Правда, во всей этой истории один момент все же оставался неясным: что считать пародией — "Онегина" на "Бал", или наоборот. В 1832 году, публикуя через четыре года после выхода в свет "Бала" восьмую главу романа, Пушкин вносит окончательную ясность и в этот вопрос, насыщая текст главы цитированием стихов из поэмы Баратынского. В частности, в словах Татьяны:

Не потому ль, что мой позор
Теперь бы всеми был замечен
И мог бы в обществе принесть
Вам соблазнительную честь? (XLIV)

Набоков, рассматривая слово "соблазнительную" в его значении как "скандальную", расценил его использование Пушкиным как отсылку к "Балу" (стихи 82-84):

Не утомлен ли слух людей
Молвой побед ее бесстыдных
И соблазнительных связей?

О стремлении придать восьмой главе признаки пародийности по отношению к "Балу" свидетельствует текст не вошедшей в канонический текст строфы XXVIIb, которую Набоков считал лучшим из всего созданным Пушкиным (т.3, с. 211); он отмечает, что стих 8 "Вокруг пленительных харит" взят из "Бала" Баратынского:

Вокруг пленительных харит
И суетится и кипит
Толпа поклонников ревнивых...

Набоков считает, что эта строфа не вошла в окончательный текст по цензурным соображениям (Онегин, видящий только Татьяну, не обращает внимания на царскую чету); я же полагаю, что строфа могла быть исключена по иной причине: описание наряда жены Николая I нарушало стройную систему временных меток, четко датирующих действие фабулы сказа.

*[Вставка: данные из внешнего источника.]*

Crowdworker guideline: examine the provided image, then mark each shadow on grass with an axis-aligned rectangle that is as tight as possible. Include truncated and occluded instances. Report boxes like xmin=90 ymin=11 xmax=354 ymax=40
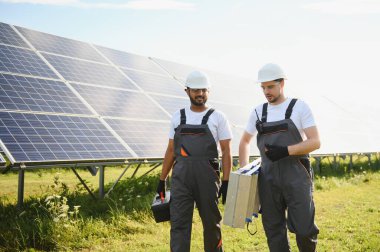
xmin=0 ymin=176 xmax=158 ymax=251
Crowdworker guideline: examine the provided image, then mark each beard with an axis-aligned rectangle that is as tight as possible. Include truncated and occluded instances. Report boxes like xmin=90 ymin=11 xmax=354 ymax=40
xmin=266 ymin=94 xmax=281 ymax=103
xmin=190 ymin=96 xmax=207 ymax=106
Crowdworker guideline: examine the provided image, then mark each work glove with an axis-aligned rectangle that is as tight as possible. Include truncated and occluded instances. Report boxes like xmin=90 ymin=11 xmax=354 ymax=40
xmin=156 ymin=179 xmax=166 ymax=198
xmin=265 ymin=144 xmax=289 ymax=162
xmin=218 ymin=180 xmax=228 ymax=205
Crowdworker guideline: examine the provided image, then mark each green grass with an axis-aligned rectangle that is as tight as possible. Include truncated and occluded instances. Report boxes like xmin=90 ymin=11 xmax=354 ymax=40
xmin=0 ymin=162 xmax=380 ymax=251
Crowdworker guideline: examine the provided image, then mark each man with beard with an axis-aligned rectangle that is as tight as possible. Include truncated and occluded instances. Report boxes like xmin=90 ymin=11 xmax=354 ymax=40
xmin=239 ymin=64 xmax=320 ymax=251
xmin=157 ymin=71 xmax=232 ymax=252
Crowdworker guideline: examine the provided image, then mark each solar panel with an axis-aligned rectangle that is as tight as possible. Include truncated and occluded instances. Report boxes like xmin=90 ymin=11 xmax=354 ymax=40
xmin=123 ymin=69 xmax=184 ymax=96
xmin=43 ymin=53 xmax=137 ymax=90
xmin=0 ymin=112 xmax=132 ymax=163
xmin=106 ymin=119 xmax=170 ymax=158
xmin=0 ymin=45 xmax=57 ymax=79
xmin=72 ymin=84 xmax=169 ymax=120
xmin=97 ymin=46 xmax=167 ymax=74
xmin=0 ymin=73 xmax=91 ymax=114
xmin=0 ymin=23 xmax=29 ymax=48
xmin=150 ymin=92 xmax=190 ymax=115
xmin=17 ymin=26 xmax=106 ymax=63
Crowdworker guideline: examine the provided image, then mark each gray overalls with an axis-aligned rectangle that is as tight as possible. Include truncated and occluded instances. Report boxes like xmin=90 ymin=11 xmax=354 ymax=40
xmin=257 ymin=99 xmax=319 ymax=252
xmin=170 ymin=109 xmax=223 ymax=252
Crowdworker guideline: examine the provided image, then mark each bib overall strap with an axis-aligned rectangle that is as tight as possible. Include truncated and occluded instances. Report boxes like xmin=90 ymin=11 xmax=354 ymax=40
xmin=180 ymin=109 xmax=186 ymax=124
xmin=202 ymin=108 xmax=214 ymax=124
xmin=261 ymin=103 xmax=268 ymax=123
xmin=285 ymin=99 xmax=297 ymax=119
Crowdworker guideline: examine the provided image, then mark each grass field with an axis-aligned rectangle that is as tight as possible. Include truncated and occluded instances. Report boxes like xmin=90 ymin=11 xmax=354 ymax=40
xmin=0 ymin=162 xmax=380 ymax=251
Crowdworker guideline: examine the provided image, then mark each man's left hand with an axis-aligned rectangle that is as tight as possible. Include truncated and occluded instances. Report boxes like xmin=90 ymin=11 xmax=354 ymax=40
xmin=265 ymin=144 xmax=289 ymax=162
xmin=218 ymin=180 xmax=228 ymax=205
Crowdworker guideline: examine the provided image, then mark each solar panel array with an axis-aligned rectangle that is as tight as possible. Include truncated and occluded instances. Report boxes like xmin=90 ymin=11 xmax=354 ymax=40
xmin=0 ymin=23 xmax=380 ymax=166
xmin=0 ymin=23 xmax=256 ymax=165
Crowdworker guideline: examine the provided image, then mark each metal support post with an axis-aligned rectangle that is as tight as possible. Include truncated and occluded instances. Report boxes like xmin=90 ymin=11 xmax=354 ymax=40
xmin=99 ymin=165 xmax=104 ymax=199
xmin=350 ymin=154 xmax=354 ymax=171
xmin=131 ymin=162 xmax=142 ymax=178
xmin=141 ymin=163 xmax=161 ymax=177
xmin=17 ymin=168 xmax=25 ymax=207
xmin=105 ymin=164 xmax=132 ymax=197
xmin=71 ymin=167 xmax=96 ymax=200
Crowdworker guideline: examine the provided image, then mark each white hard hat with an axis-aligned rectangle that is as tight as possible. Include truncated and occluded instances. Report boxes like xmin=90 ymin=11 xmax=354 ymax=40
xmin=257 ymin=63 xmax=286 ymax=83
xmin=185 ymin=71 xmax=211 ymax=89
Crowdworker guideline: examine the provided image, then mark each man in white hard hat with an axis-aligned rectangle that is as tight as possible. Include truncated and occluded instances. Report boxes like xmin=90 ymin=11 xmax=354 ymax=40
xmin=157 ymin=71 xmax=232 ymax=252
xmin=239 ymin=63 xmax=320 ymax=251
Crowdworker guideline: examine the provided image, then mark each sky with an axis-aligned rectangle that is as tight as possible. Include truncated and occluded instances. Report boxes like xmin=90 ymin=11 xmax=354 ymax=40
xmin=0 ymin=0 xmax=380 ymax=153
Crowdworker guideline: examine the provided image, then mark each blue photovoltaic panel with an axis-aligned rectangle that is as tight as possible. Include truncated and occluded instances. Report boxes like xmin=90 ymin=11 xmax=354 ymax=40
xmin=0 ymin=45 xmax=57 ymax=79
xmin=150 ymin=91 xmax=190 ymax=115
xmin=123 ymin=69 xmax=184 ymax=96
xmin=72 ymin=84 xmax=168 ymax=120
xmin=17 ymin=27 xmax=106 ymax=63
xmin=43 ymin=53 xmax=137 ymax=90
xmin=0 ymin=112 xmax=132 ymax=163
xmin=106 ymin=119 xmax=170 ymax=158
xmin=0 ymin=73 xmax=92 ymax=114
xmin=97 ymin=46 xmax=167 ymax=74
xmin=0 ymin=23 xmax=29 ymax=48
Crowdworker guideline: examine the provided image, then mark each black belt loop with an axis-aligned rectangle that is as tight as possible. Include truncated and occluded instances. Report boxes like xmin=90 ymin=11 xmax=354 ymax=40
xmin=180 ymin=109 xmax=186 ymax=124
xmin=285 ymin=98 xmax=297 ymax=119
xmin=202 ymin=108 xmax=214 ymax=124
xmin=261 ymin=102 xmax=268 ymax=123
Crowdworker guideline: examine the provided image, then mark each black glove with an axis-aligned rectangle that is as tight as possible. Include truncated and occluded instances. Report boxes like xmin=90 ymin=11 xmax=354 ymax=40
xmin=218 ymin=180 xmax=228 ymax=204
xmin=265 ymin=144 xmax=289 ymax=162
xmin=156 ymin=179 xmax=165 ymax=198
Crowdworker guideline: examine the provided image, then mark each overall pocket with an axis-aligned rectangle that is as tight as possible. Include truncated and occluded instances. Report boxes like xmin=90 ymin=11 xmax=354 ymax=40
xmin=208 ymin=159 xmax=220 ymax=179
xmin=298 ymin=158 xmax=314 ymax=183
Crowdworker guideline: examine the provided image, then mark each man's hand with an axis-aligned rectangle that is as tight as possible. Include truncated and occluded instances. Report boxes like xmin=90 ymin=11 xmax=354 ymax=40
xmin=156 ymin=179 xmax=165 ymax=198
xmin=218 ymin=180 xmax=228 ymax=205
xmin=265 ymin=144 xmax=289 ymax=162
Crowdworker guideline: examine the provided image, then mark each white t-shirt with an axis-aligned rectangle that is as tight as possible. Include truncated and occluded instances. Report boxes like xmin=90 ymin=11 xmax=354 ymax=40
xmin=169 ymin=107 xmax=232 ymax=143
xmin=245 ymin=98 xmax=316 ymax=140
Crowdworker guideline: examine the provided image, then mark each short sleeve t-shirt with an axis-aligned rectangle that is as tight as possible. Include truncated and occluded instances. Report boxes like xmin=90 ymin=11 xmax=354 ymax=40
xmin=169 ymin=107 xmax=232 ymax=143
xmin=245 ymin=98 xmax=316 ymax=140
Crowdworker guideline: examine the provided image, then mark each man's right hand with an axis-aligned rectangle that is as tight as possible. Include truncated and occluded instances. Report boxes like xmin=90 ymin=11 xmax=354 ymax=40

Характерно, что, исключив эту строфу, Пушкин, видимо, пожалел только об одном: ушла отсылка к "Балу". И он решил это скомпенсировать: в написанный уже через год после завершения восьмой главы текст письма Онегина к Татьяне он вводит стихи:

Ото всего, что сердцу мило,
Тогда я сердце оторвал,

в которых Набоков усматривает отсылку к стихам 223-224 "Бала":

И, прижимая к сердцу Нину,
От Нины сердце он таил.

Но, похоже, и такого цитирования для Пушкина было недостаточно; в фабуле восьмой главы появляется Нина Воронская, "Клеопатра Невы", а также сцена объяснения в будуаре, только с участием не Арсения, а Евгения... Это не могло не вызвать прямой ассоциации с героиней поэмы Баратынского (дошло до того, что даже современные комментаторы "Бала" называют героиню Баратынского Ниной Воронскою, у них идентичность двух образов не вызывает сомнений). Поскольку публикация восьмой главы стала "последним словом" в диалоге двух произведений, то стало очевидным, что пародируется именно "Бал" в "Евгении Онегине", а не наоборот. Следует отметить, что по первоначальному замыслу Пушкина такое "пародирование" еще более усиливалось описанием портрета Нины Воронской: в строфе 8-XXVIIa, не вошедшей в окончательный текст главы, этот персонаж описан более подробно, причем явно с позиций "Бала" (отмечено Набоковым — т. 3, с. 208-209).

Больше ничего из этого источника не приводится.